I would like to conduct research about the effect of sleep on frailty in smoker older people by dividing the participants into 3 groups (no smoker, formal smoker, and current smoke). How can I calculate the sample size in case I know the population?
If you have many segments, Stratified sampling technique is the ideal one, if you got to know the population size. For example, there are 300, 200, and 500 numbers in your population of 1st, 2nd and 3rd groups respectively and you aim to target to have 100 samples in your study. Hence, your sample selection should be 30, 20, and 50 respectively from each group. This is because your population is 1000 in number and your sample size 100 is the 10% of 1000. Accordingly, the 10% of each group can be selected from each group. Also note that your study should count a minimum of 5% of the population in your sample size.
However, if your population is unknown, then you have to select the samples as per your study requirement. In this context, I do agree with Tadesse Alemu.
Hope this explanation can help you understanding about your sampling requirement.
Not sure I understand your question. Taken literally, to calculate the number in each condition you count how many are in each condition. If you mean how many to recruit for a future study, that obviously depends on the design as Tadesse Alemu
, population characteristics like Samithamby Senthilnathan says, and most importantly why you are doing the study. Because I would think anyone would realize these are necessary (this seems more obvious than not knowing to count), I will taken your question literally. You count the number in each condition.

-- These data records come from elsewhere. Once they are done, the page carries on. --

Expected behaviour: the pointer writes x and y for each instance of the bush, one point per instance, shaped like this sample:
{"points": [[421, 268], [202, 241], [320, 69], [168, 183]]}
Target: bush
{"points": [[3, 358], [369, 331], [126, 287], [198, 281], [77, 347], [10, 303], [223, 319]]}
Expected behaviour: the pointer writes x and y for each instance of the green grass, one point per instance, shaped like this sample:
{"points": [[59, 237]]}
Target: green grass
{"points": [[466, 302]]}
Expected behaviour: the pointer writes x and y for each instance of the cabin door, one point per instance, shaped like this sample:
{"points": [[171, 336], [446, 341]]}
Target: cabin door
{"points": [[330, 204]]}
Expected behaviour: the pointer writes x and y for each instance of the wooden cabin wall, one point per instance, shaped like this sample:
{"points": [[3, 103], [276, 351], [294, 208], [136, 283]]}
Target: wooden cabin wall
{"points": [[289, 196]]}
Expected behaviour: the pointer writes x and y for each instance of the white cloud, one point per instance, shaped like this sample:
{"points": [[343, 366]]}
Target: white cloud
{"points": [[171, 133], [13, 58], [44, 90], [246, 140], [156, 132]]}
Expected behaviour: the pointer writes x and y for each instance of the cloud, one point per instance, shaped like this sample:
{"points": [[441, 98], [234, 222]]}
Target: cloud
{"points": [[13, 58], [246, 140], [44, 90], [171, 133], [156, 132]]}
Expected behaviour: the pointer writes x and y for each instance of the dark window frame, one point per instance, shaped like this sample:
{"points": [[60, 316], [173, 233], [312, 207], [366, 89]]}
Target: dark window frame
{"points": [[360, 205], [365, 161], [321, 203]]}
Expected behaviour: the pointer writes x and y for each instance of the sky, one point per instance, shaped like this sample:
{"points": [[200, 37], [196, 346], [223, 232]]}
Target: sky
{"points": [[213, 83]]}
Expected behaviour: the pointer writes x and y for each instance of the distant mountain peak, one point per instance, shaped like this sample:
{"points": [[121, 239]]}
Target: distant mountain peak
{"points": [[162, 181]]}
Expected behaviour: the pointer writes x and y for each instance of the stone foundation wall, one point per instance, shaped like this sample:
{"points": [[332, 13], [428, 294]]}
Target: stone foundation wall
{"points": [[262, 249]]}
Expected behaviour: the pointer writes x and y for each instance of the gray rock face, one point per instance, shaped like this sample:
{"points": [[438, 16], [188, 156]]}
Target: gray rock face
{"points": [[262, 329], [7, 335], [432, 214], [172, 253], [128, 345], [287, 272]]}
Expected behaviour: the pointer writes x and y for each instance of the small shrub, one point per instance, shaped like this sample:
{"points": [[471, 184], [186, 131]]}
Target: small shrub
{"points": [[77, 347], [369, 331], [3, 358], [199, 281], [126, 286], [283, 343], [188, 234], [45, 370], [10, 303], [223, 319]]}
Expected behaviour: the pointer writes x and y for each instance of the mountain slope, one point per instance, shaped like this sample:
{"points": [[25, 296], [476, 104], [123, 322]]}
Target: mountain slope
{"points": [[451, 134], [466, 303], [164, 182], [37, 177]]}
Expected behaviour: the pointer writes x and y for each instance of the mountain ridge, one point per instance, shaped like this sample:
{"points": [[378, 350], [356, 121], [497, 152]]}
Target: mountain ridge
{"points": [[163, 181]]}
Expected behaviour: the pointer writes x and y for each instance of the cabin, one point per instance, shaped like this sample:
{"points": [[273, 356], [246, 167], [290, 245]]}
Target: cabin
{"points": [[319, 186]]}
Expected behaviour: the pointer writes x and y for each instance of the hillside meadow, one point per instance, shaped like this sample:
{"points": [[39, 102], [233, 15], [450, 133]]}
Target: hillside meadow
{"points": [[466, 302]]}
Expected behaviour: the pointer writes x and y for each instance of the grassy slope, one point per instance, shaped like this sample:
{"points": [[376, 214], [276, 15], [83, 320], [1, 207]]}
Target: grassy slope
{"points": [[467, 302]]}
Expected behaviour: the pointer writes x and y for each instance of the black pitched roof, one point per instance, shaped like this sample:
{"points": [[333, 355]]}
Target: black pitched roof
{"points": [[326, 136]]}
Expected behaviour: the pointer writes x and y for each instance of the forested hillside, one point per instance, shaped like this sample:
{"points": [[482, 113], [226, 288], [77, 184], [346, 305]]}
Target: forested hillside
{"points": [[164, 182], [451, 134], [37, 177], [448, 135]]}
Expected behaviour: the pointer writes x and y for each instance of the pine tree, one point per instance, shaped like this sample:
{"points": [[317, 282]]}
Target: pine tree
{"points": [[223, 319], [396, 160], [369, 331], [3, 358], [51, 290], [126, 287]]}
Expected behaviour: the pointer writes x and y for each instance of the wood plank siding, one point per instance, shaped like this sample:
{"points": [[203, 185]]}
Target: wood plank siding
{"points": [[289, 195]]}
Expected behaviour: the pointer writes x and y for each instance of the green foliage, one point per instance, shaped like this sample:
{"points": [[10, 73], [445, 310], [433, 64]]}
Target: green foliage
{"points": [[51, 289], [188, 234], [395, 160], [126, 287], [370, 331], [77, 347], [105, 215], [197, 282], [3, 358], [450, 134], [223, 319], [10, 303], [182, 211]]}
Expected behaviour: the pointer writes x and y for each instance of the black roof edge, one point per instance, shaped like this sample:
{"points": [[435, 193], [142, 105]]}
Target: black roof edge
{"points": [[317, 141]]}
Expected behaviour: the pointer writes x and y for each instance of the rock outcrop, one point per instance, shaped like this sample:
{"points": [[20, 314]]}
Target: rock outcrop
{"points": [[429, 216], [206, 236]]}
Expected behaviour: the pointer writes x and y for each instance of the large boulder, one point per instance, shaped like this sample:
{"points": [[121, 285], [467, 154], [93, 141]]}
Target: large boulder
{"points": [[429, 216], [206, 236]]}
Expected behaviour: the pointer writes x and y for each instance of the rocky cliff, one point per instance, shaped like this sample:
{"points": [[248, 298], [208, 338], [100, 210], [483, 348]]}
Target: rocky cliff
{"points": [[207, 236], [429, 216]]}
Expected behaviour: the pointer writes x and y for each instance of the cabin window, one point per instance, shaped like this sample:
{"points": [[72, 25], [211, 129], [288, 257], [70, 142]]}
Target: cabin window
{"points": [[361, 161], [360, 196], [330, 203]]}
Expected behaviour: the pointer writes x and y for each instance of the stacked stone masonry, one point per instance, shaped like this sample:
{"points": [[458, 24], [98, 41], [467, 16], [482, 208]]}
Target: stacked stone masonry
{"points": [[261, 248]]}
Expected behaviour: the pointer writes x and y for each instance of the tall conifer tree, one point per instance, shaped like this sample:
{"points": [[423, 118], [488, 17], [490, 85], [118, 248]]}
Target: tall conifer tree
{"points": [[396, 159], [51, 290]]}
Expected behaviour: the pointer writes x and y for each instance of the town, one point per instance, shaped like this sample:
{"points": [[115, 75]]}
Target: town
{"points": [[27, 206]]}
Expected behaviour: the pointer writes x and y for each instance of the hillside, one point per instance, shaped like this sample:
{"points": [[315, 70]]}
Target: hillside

Depends on the analysis (ex. t-tests, ANOVA, Bonferroni, two-sample binomial, etc.). What is your analysis? A generic suggestions is plan on doing a t-test. Write the mean and sd for each group (or make an educated guess). The do the t-test sample size calculation for all three possible comparisons: A vs. B, A vs. C, B vs. C. Whichever calculation produces the LARGEST group sample size, is what you should use for ALL groups. This is a generic suggestion since I don't know the specifics of the sampling design, data types and analysis to be of more specific.